2.) Cosplay Soy Boys (CSBs). They come in only one size – failure. Not only do they want… they NEED to be freed from the shackles of that burdensome notion of masculinity. It’s not that CSBs want to be more feminine. Far from it. They’re just  scared to death of being masculine, even a little bit.

White dude(?) for Kamala.

Here are the identifiable signs of a CSB in its natural habitat;

  • Wears a pussy hat, morbidly obese, poor personal hygiene. SOP (curiously in direct contradiction to his pussy hat).
  • Riot gear includes umbrellas and cardboard sword and shield.
  • Has a useless degree (think: Majored in Managerial Simping with a minor in Theoretical Cuckoldry). Still $150,000 in debt.

Remedy – Cut off ALL federal aid. Not one simple penny originating from the taxpayers should end up in this puddy tat’s coin purse. Force him to swap out his useless degrees for some time at a Community College to learn a trade.
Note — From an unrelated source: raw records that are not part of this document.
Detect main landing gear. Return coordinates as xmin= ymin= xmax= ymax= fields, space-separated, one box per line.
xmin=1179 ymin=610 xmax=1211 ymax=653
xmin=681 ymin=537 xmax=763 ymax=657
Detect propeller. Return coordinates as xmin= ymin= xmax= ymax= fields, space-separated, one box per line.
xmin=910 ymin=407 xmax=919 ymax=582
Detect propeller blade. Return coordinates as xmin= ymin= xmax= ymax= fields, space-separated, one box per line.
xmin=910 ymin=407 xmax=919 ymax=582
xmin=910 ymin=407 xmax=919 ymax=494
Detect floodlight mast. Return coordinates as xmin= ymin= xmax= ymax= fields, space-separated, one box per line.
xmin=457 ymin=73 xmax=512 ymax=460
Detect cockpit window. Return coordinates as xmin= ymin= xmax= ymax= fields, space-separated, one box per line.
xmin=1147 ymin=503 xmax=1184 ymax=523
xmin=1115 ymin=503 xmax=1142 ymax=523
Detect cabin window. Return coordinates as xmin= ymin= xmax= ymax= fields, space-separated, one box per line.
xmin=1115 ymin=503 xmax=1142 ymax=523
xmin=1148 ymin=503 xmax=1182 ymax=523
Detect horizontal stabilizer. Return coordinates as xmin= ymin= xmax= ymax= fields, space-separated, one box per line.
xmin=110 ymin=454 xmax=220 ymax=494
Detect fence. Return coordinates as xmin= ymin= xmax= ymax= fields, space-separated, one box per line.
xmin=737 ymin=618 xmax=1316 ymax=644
Take my word for it, electricians and plumbers make a damn sight more that someone with a psych or anthropology degree.

3.) Federal Job Whores. Isn’t it amazing that whenever the federal government is “shut down” over some lopsided budget bill, 75 percent of the federal workforce is now on “furlough”, which really means they’re on vacation. Fret not, all those furlough days will still be paid in the form of “backpay”.
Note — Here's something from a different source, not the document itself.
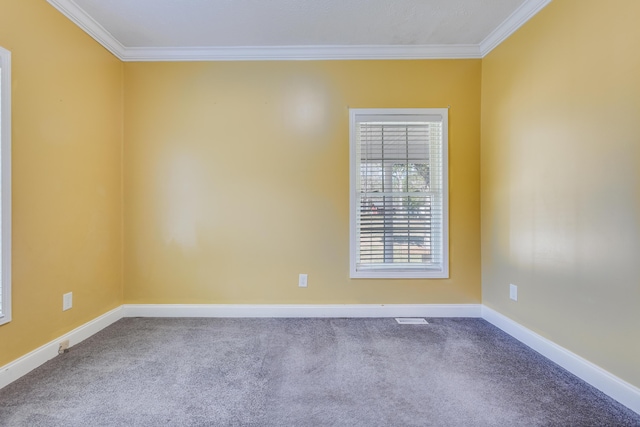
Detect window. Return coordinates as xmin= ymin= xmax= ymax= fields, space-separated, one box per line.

But amazingly, the Coast Guard is still guarding the coasts; the Secret Service is still on the lookout for counterfeiters and protecting certain federal officials; the US Mail is still being delivered. All this with three-fourths of the workforce sitting at home? How the hell does that work? Oh, by the way… not exactly a secret that they’re going to vote for the political party that promises to keep feeding the bureaucracy.
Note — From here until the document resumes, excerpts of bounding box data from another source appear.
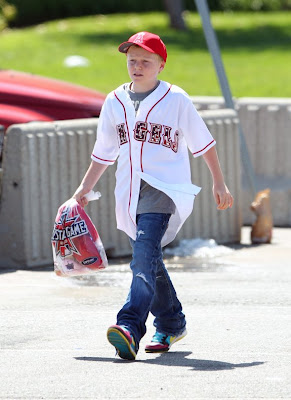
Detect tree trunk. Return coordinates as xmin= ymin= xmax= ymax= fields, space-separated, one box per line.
xmin=164 ymin=0 xmax=187 ymax=31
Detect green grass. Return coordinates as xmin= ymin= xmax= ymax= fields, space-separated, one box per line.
xmin=0 ymin=11 xmax=291 ymax=97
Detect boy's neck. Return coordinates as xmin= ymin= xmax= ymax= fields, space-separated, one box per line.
xmin=129 ymin=80 xmax=159 ymax=93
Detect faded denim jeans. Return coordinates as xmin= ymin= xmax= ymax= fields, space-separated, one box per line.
xmin=117 ymin=213 xmax=186 ymax=346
Ändern. Изменять. 改变. No matter how you spell it, it’s all “Change.”

The remedy is obvious; not only do we need to stop feeding the beast, but the same beast needs not only to have its stomach stapled, but liposuction out the ass (no pun intended).

4.) Professional Leftists. We know who they are. It’s that thin slice of the American people who are openly Left-Wingers. The Bernie Sanders, Alexandria Ocasio-Cortez and Tim Walz politicians of the world. They don’t even try to hide their open admiration of Karl Marx, Vladimir Lenin and Mao Tse-tung.

Even though they profess a love for Communism, they just play word games when someone calls them out. It doesn’t matter if they refer to themselves as “Progressives” or “Democratic Socialists” or “Enlightened”. Don’t fall for it, they’re totalitarians. Interestingly enough, whenever one of these Lefties lose an election, more than a few of their supporters start calling for members of the opposition be put to death.

Here’s the remedy: If you’re even thinking of ever voting for one of these neo-Stalinists, all I ask of you is that before you cast your ballot for them, just scratch the surface of their stances on the various issues. Once you start to think for yourself, that’s when they start to sweat.

Yes, it really is as simple as that.